|Daniel rocking a Peruvian alpaca sweater|
Something I’ve found hard as a mom is responding to other people’s expectations of what I should be doing. (Or what I think other people think I should be doing.) The most innocent question, like “what are you doing for Daniel’s first Easter?” can induce rage, defensiveness, derision. “Uh, he has no concept what Easter is, so nothing,” is what I want to say. I felt resentful about what everyone seemed to think I should do for his first Christmas, so you can imagine how I feel with his first birthday approaching.
I know moms who have formal pictures taken for every holiday – even St. Patrick’s and Valentine’s Day. I know moms who knitted stockings for baby’s first Christmas. I know moms who are planning elaborate first birthday parties. Because I have a tendency to compare myself to others, when I hear this I ask myself, why aren’t you doing that?

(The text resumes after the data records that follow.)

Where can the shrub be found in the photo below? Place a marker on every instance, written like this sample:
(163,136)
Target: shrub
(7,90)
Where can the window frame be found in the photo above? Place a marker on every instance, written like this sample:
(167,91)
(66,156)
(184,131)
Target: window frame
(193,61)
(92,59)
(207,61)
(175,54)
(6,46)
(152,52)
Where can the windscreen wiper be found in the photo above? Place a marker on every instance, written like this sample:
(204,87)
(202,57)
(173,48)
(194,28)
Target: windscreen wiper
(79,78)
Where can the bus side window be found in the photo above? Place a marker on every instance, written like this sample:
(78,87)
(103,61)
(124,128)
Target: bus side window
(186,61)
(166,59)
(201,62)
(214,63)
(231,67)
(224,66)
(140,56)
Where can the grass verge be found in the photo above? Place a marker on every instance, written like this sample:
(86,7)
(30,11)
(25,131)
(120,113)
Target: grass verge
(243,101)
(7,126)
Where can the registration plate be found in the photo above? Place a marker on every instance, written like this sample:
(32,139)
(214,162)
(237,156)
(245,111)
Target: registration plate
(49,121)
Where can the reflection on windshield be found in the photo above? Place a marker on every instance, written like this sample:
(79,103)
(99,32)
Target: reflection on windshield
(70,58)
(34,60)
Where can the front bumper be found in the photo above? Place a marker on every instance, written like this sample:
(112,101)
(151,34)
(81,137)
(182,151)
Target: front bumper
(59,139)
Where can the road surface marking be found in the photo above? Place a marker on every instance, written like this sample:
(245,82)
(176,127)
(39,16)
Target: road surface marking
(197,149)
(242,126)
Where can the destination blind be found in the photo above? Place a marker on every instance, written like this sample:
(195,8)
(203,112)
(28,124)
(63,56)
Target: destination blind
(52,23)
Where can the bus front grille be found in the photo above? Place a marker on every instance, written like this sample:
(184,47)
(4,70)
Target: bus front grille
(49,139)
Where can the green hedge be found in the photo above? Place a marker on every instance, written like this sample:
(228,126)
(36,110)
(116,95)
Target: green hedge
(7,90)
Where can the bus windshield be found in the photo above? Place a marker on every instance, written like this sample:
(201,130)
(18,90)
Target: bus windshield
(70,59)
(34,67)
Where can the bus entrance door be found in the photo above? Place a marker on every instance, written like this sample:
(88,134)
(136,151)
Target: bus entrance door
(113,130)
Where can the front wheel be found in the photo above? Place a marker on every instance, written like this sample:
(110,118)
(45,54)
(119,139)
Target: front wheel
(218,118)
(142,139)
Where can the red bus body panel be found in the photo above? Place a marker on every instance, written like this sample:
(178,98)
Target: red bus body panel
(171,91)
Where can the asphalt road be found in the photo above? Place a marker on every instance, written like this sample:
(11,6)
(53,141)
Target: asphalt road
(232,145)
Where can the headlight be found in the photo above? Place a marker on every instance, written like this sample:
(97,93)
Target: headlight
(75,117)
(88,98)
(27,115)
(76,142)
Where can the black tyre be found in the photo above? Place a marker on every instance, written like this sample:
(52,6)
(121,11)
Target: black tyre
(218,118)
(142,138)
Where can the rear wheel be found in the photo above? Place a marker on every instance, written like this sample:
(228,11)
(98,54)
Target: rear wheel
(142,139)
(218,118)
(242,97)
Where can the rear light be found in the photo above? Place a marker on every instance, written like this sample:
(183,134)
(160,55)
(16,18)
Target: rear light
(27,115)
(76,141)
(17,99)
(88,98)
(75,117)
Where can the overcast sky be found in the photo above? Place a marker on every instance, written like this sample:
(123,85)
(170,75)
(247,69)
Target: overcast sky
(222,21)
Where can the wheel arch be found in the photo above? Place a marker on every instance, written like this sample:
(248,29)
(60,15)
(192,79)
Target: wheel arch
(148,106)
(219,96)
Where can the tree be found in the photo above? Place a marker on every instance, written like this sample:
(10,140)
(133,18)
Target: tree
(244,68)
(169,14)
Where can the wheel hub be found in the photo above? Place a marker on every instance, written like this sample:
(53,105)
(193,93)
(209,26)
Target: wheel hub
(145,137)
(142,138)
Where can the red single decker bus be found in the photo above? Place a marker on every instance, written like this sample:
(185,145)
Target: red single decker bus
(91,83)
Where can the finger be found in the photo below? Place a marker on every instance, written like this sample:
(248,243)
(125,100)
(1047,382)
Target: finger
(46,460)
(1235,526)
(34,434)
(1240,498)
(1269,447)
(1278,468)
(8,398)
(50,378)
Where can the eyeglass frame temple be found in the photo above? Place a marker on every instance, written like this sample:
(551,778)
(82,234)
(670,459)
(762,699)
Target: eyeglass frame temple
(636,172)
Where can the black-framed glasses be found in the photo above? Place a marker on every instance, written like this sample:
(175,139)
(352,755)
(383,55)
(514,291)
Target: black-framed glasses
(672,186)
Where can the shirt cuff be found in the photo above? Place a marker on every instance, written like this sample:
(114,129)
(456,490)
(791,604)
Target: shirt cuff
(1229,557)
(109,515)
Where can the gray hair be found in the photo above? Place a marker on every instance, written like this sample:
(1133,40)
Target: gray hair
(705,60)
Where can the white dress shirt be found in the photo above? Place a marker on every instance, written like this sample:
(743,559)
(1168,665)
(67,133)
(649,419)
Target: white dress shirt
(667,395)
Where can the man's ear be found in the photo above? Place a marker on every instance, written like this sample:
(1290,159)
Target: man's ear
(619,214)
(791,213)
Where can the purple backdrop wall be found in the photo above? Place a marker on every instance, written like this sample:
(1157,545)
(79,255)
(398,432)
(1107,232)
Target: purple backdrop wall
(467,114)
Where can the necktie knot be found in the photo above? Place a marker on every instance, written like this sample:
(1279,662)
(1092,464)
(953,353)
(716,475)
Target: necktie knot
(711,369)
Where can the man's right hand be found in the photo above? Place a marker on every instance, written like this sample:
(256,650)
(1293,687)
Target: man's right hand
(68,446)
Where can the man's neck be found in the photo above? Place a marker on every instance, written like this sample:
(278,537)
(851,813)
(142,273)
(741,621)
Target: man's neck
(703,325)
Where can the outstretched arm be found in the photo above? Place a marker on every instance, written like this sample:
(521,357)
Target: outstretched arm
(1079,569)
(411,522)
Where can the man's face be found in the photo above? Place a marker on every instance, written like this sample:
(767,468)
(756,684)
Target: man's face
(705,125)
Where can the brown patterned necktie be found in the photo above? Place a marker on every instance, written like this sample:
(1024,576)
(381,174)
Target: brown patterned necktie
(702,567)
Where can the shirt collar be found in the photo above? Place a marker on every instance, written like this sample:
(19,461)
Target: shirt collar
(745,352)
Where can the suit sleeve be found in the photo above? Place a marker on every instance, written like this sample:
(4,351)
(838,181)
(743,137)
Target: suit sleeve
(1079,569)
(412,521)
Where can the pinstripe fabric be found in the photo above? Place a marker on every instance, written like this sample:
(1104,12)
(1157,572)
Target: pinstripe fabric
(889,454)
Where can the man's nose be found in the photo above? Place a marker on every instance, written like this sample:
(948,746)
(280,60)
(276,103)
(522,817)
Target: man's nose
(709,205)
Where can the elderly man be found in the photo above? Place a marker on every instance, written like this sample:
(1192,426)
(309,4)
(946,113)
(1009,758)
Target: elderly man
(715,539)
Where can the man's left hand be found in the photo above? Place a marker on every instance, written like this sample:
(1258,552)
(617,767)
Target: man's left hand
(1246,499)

But recently a new thought occurred to me: maybe those moms do those things because they enjoy it, not because they’re caving to social pressure. I really enjoy dressing up. I’ve had people ask me, snottily, why I was wearing pearls on a Tuesday afternoon. The answer is, I just like to. It makes me happy. Similarly, I love to put my little man in cute outfits. I suspect very soon he’ll start having opinions about what he wears, so I’m taking advantage of this time to dress him the way I want to. Not to impress anyone. Not because formal wear is important for babies – just because it makes me smile.
So here’s my thought for Mother’s Day: motherhood has plenty of drudgery. Let’s all make a pact to not make it harder for ourselves than it has to be. I’m going to do mom things that bring me joy, and leave the photo shoots, crafts and parties for the Martha Stewart types. Happier mom means happier Daniel. So it will be pizza and cake for his first birthday, with whoever can show up on a Tuesday night. Maybe I'll wear pearls.